Most tapas like the oxtail, ceviche, mollejas, and Alcachofas Rellenas (artichoke bottoms stuffed with ham and shrimp in a sherry cream sauce) were highlights of the night, but a dish I won’t order again was the Ensalada de Calamares. The squid was juicy and well-marinated, but the peppers seemed to be covered in an overpowering layer of fresh-cracked black pepper. The squid disappeared fast, but the peppers were more of an obstacle rather than compliment to the squid. Then again, one dish I will remember to order all for myself was the Pudín de la Pan, which was an amazing bread pudding served warm-to-hot with a generous helping of vanilla bean ice cream. The consistency was firm but creamy to the taste, and thankfully the dried fruit was spare throughout the pudín. I couldn’t taste the Spanish Brandy in the pudín, but that was the last thing on my mind every time I had a little vanilla bean ice cream with each bite of warm pudín.

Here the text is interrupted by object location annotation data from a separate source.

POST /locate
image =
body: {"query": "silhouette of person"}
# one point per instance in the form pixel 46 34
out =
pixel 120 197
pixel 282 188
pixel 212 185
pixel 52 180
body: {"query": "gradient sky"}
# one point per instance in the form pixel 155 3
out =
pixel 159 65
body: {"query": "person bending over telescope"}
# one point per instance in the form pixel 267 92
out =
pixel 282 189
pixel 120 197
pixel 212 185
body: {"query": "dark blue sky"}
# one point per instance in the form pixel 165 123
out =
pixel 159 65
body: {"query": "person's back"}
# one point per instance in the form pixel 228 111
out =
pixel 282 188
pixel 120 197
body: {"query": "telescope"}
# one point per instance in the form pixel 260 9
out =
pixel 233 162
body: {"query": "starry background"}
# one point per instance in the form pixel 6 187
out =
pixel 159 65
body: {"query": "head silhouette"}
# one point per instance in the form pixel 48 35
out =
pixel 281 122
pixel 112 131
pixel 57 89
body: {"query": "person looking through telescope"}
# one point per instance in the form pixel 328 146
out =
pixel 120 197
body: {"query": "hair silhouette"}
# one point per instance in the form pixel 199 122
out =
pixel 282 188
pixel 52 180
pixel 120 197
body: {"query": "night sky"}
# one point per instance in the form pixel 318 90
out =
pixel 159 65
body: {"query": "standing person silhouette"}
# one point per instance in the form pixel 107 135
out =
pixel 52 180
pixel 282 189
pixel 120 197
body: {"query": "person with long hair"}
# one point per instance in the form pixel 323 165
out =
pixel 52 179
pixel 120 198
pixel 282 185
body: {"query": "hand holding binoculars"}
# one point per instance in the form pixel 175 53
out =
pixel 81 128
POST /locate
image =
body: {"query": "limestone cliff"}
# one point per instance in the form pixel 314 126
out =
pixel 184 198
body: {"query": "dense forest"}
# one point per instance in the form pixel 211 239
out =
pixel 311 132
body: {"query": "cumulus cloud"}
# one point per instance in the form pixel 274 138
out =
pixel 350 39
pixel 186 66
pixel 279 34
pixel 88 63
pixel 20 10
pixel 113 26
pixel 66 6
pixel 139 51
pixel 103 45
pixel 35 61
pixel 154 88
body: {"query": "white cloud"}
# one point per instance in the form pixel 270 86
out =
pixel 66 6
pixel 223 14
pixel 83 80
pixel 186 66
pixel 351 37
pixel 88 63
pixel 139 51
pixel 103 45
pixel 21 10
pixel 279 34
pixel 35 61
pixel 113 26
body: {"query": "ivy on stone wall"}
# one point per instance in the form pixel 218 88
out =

After a few bites of several other cold plates (Las Tablas) of creamy cheeses, spicy chorizo, and seared tuna, they are all on my wish list to order in the future. Cevíche’s tablas turn an elegant cheese plate into a filling experience that, when served with a fruity red Cevíche Sangria — which is delicious here, by the way — is more than enough of a late-night snack. Cevíche is an ideal place to visit with a big group of friends to try new tapas or fall back on elevated comfort food. In a big group, one person’s failed tapa can easily become another person’s new favorite.